“Quelle parole imploranti di «basta, aiutatemi …», mi battono sempre in testa come un incubo”. A 19 anni dall’omicidio del figlio a parlare è Lino Aldrovandi. Su Facebokk il genitore pensa ai quattro poliziotti condannati per la morte di Federico che “avrebbero potuto e dovuto salvarti la vita, così come anche quel defibrillatore presente nell’auto di una delle pattuglie dei 4 individui e di cui uno di loro, abilitato ad usarlo, non ritenne di farlo perché il tuo battito secondo lui appariva normale, appariva regolare”.
Lino Aldrovandi ripercorre poi alcune tappe giudiziarie del processo che condannerà i responsabili per omicidio colposo: la frase di uno degli imputati che alla radio spiegava al collega che “l’abbiamo bastonato di brutto per mezz’ora”, la testimonianza di Anne Marie Tsegue, unica teste oculare che ebbe il coraggio di parlare, i manganelli rotti sul suo corpo, lo scorto schiacciato e le 54 lesioni subite nel corso dell’atroce tortura che porterà alla morte del diciottenne,
E’ a questo punto che il padre rivela un dettaglio fino ad oggi raccontato solo a pochi intimi.
“Tuo nonno Germano – racconta Lino immaginando di rivolgersi al figlio -, due giorni dopo la tua inspiegabile uccisione, ci raccontò di aver fatto un sogno dove tu gli raccontavi di aver subito un forte colpo al cuore, e che lo invitasti ad andare a vedere i referti medici degli agenti”.

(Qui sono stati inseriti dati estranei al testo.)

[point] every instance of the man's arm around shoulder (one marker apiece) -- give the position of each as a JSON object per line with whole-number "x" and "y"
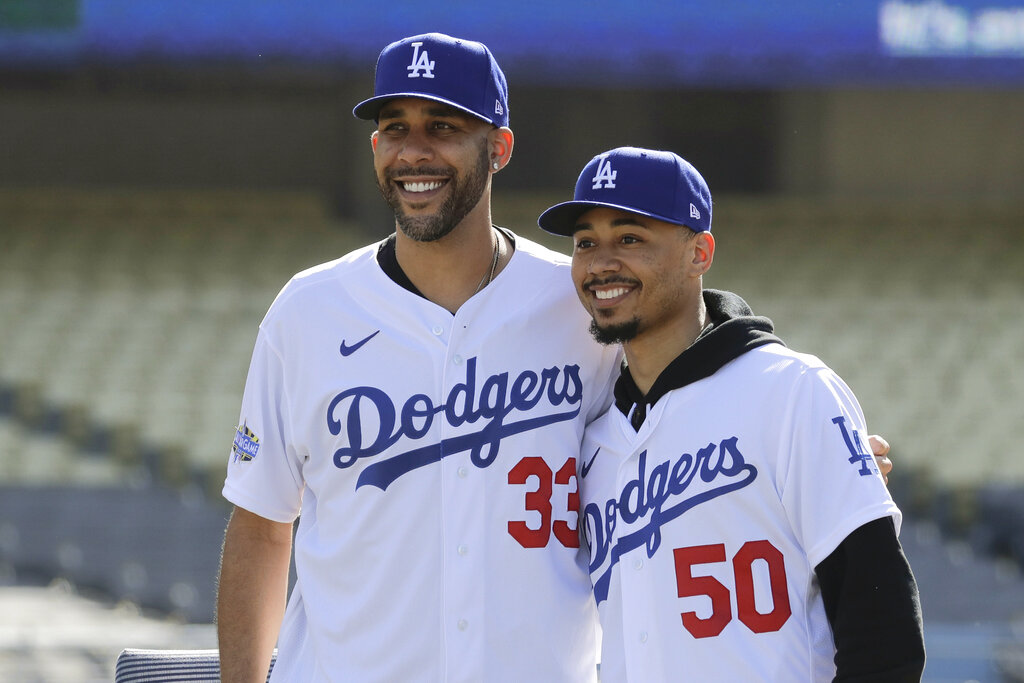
{"x": 251, "y": 594}
{"x": 873, "y": 607}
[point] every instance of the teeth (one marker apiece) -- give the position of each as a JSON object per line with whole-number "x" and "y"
{"x": 422, "y": 186}
{"x": 610, "y": 294}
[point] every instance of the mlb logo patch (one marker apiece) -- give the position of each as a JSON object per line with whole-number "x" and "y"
{"x": 246, "y": 444}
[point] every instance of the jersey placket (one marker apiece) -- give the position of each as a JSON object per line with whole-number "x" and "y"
{"x": 463, "y": 521}
{"x": 635, "y": 567}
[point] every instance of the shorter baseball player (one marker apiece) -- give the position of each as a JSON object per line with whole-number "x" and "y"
{"x": 738, "y": 527}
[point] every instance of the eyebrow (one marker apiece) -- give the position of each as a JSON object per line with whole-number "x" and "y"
{"x": 617, "y": 222}
{"x": 435, "y": 111}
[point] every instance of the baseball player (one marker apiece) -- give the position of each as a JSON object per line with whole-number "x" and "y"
{"x": 418, "y": 404}
{"x": 738, "y": 528}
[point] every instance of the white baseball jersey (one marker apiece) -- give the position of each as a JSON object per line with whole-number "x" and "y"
{"x": 431, "y": 460}
{"x": 705, "y": 526}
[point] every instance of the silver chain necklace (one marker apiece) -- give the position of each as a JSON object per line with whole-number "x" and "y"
{"x": 487, "y": 276}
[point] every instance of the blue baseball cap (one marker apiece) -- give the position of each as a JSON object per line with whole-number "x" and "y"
{"x": 649, "y": 182}
{"x": 456, "y": 72}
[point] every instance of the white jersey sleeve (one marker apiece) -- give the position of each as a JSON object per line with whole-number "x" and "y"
{"x": 273, "y": 489}
{"x": 829, "y": 482}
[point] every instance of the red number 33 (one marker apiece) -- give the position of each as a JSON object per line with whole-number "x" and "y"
{"x": 540, "y": 501}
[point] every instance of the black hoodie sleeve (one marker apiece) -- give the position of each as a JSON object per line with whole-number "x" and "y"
{"x": 871, "y": 602}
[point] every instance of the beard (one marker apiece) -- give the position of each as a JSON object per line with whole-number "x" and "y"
{"x": 614, "y": 334}
{"x": 464, "y": 195}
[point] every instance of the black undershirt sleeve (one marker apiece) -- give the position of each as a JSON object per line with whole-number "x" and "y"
{"x": 871, "y": 602}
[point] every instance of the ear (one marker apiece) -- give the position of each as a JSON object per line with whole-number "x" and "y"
{"x": 502, "y": 141}
{"x": 704, "y": 253}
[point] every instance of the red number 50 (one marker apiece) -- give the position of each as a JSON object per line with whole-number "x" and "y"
{"x": 540, "y": 501}
{"x": 721, "y": 612}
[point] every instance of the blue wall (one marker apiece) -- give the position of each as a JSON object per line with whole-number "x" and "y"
{"x": 720, "y": 43}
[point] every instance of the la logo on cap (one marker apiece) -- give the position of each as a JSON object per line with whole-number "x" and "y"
{"x": 605, "y": 175}
{"x": 420, "y": 60}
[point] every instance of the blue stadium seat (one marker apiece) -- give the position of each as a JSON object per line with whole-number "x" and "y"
{"x": 137, "y": 666}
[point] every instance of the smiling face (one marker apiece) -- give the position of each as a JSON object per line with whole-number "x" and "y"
{"x": 432, "y": 164}
{"x": 637, "y": 275}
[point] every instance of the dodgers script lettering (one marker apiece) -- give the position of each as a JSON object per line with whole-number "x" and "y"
{"x": 657, "y": 498}
{"x": 497, "y": 398}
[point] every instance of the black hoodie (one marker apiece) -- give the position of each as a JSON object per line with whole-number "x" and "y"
{"x": 869, "y": 593}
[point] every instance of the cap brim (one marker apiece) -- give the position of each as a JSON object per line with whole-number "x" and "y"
{"x": 562, "y": 218}
{"x": 369, "y": 110}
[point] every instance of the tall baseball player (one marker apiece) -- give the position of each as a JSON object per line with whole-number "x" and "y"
{"x": 738, "y": 529}
{"x": 418, "y": 404}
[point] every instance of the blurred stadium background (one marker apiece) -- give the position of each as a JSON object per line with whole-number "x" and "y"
{"x": 166, "y": 167}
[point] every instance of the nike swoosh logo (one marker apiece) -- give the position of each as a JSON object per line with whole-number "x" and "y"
{"x": 587, "y": 466}
{"x": 349, "y": 350}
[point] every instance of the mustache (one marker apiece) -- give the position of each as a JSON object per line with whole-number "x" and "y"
{"x": 413, "y": 172}
{"x": 613, "y": 280}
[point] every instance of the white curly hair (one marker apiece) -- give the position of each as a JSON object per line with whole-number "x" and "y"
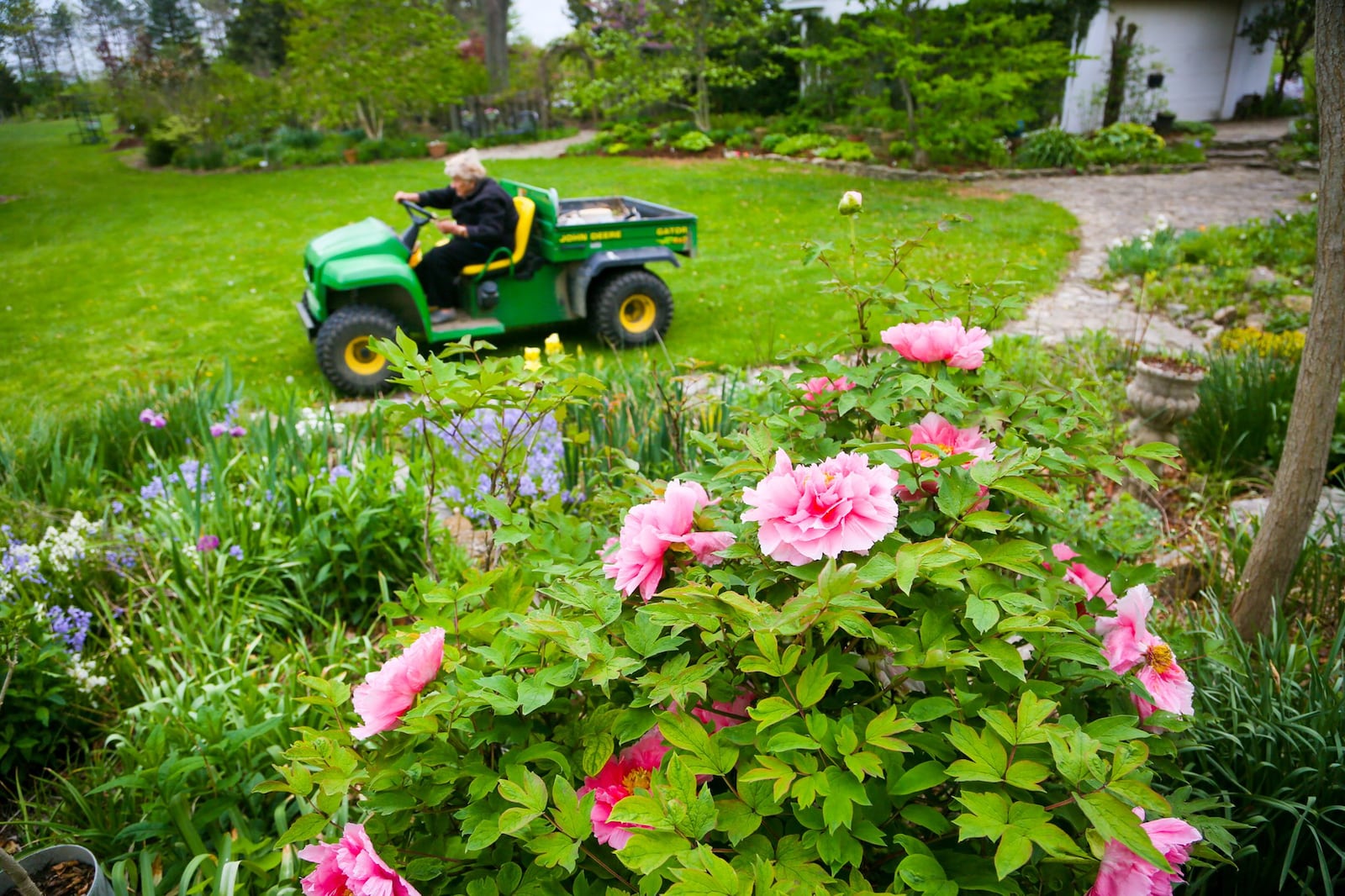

Così fecero e “scoprimmo che uno di loro in effetti era stato refertato con una forte distorsione al polso. Poi, presi da una miriade di cose, non ci pensammo quasi più, confidando nel buon lavoro dei nostri avvocati e del nuovo pubblico ministero, come del resto fu”.
Poi arrivò l’udienza del 9 gennaio 2009, nel corso della quale venne sentito l’anatomopatologo di Padova Gaetano Thiene: “alla domanda sul perché degli effetti e delle cause che produssero la rottura del tuo cuore, rispose pari pari: «Insomma deve essere una cosa non da poco, però il blunt trauma, come le ripeto, bisogna avere una forza erculea, una forza che ti… anche un pugno pesante che dovrebbe, direi che rischia di aver lasciato anche traccia in chi l’ha esercitata».
A questa risposta, un brivido mi pervase. Quel «pugno pesante» che dovrebbe «aver lasciato traccia» mi fece ricordare quel sogno strano di mio suocero, dove per l’appunto parlava di un pugno al tuo cuore…”.
“Chissà quell’agente refertato con una forte distorsione al polso, come quella distorsione se l’era procurata. Chissà! – si chiede oggi il padre di Federico -. Il tuo cuore diciottenne, caro Federico, parlò di te agli uomini onesti e di buona volontà, i quali fecero il loro dovere, in un’Italia e questo è innegabile, con tante altre ingiustizie, meno conosciute della tua, ma che sono sempre lì ad aspettare…”.
“E’ chiaro e limpido che tu, Federico, non moristi certo di malore – conclude -, ma di ben altro. Chi ti uccise, la propria pena l’ha espiata ed è un uomo libero, ma credo però che non lo sarà mai del tutto ‘libero’, perché alla fine qualcosa esisterà sempre a redarguirlo nel suo intimo di quell’azione improvvida e letale che lo vide coinvolto, ovvero la sua ‘coscienza’, forse il giudice più severo”.